Manuel de Pedrolo was born in 1918 in L'Aranyó, in the Segarra comarca (county), in Catalonia. After the Spanish Civil War he settled in Barcelona, where he worked a variety of jobs while writing in his spare time. From 1974, he devoted himself entirely to literature, creating works, translating, and performing minor editorial tasks. He died in Barcelona in 1990 after a long illness.

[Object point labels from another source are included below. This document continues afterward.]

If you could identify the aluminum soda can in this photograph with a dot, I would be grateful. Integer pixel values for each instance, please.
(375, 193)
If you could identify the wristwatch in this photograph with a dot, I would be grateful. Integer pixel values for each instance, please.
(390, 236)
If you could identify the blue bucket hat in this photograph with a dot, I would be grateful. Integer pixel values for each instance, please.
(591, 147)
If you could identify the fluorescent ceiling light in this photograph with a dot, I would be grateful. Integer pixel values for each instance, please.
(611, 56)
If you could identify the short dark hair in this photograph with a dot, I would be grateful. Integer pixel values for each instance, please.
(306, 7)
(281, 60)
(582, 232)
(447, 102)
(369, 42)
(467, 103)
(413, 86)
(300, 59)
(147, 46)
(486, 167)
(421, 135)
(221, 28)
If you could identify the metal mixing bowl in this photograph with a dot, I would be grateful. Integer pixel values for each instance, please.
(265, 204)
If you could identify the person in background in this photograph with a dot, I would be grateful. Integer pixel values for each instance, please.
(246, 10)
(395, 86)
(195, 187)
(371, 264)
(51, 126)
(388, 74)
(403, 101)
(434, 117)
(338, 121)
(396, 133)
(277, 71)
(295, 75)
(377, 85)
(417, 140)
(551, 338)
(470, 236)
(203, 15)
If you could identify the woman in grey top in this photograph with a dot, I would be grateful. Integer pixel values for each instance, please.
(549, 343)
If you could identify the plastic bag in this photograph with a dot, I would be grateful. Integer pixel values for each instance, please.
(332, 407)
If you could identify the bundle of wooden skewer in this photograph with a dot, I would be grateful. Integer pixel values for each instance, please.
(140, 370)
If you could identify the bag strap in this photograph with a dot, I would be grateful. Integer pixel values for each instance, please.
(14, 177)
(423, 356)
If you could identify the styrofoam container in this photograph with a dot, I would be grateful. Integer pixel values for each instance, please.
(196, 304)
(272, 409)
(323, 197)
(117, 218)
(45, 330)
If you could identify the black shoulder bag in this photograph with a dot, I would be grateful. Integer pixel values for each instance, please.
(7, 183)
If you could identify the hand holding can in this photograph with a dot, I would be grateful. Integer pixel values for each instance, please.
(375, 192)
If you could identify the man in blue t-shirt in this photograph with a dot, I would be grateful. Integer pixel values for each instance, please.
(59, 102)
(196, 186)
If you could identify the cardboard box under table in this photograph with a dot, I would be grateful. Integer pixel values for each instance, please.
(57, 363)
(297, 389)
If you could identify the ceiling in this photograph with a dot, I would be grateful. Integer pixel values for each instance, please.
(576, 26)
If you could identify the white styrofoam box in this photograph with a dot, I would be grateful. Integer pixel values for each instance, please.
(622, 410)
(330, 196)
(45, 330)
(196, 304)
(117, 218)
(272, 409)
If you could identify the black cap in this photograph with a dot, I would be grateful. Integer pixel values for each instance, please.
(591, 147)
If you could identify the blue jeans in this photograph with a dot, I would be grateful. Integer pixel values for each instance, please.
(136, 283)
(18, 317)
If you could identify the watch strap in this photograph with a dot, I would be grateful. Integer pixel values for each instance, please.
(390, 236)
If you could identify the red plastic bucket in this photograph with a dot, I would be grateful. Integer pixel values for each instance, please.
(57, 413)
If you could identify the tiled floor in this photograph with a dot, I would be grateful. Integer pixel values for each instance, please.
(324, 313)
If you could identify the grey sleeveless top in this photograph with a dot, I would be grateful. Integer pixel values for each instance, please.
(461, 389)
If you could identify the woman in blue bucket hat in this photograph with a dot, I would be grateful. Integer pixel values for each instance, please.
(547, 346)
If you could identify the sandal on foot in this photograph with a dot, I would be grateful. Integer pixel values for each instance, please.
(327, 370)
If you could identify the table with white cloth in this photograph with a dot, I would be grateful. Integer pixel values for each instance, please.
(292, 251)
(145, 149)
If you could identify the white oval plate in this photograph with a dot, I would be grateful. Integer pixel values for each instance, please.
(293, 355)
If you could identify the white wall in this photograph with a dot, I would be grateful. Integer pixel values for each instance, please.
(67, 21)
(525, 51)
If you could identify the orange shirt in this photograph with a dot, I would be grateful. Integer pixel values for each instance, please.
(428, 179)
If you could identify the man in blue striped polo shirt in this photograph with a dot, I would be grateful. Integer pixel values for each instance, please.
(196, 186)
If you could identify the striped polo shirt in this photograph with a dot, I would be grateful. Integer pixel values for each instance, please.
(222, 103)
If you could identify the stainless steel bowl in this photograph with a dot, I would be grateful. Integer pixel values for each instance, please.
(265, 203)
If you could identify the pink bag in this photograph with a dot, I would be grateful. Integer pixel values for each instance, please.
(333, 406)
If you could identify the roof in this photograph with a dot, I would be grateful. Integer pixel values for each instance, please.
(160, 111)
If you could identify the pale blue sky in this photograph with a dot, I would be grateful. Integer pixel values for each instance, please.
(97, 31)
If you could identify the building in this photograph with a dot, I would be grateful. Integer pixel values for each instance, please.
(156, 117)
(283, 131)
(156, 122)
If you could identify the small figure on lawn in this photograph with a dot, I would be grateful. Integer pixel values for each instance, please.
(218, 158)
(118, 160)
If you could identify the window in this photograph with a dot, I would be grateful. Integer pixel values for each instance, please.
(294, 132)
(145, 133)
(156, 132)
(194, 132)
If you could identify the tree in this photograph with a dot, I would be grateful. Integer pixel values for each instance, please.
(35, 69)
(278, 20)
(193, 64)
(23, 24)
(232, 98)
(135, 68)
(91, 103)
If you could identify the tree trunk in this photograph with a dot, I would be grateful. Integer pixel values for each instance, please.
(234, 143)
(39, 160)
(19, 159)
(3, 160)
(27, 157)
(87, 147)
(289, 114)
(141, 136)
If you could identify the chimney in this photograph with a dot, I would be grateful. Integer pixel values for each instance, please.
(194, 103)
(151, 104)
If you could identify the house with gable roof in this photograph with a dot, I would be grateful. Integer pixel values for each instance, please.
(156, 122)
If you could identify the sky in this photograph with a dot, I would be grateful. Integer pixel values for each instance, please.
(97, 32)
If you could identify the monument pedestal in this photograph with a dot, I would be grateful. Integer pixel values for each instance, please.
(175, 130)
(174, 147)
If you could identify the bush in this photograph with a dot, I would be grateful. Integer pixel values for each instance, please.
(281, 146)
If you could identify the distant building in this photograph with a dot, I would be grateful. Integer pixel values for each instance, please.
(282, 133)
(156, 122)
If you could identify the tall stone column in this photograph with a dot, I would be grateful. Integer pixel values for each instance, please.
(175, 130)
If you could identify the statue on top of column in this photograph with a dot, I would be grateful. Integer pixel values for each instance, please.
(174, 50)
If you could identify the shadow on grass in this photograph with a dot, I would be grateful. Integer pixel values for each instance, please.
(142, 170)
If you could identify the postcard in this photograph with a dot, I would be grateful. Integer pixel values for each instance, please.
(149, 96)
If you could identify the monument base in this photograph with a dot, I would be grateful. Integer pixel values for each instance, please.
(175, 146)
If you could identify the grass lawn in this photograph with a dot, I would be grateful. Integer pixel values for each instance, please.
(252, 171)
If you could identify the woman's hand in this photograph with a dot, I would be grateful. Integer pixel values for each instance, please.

Pedrolo explored literary genres including poetry, narrative, short stories, and theatre. His most well-known novel, Mecanoscrit del segon origen, is one of the best-selling books in Catalan literature.

== Biography ==

Born in Castell de l'Aranyó, he belonged to a lower nobility family, the Pedrolo family. His father was a lawyer, although he never practiced. His mother died shortly after the birth of his younger brother Ramon. He studied secondary education in Tàrrega until 1935, when he moved to Barcelona; however, the Spanish Civil War interrupted his studies. In 1943, he married and settled permanently in Barcelona, in a flat-office in Sant Gervasi-Galvany (Carrer de Calvet, 9).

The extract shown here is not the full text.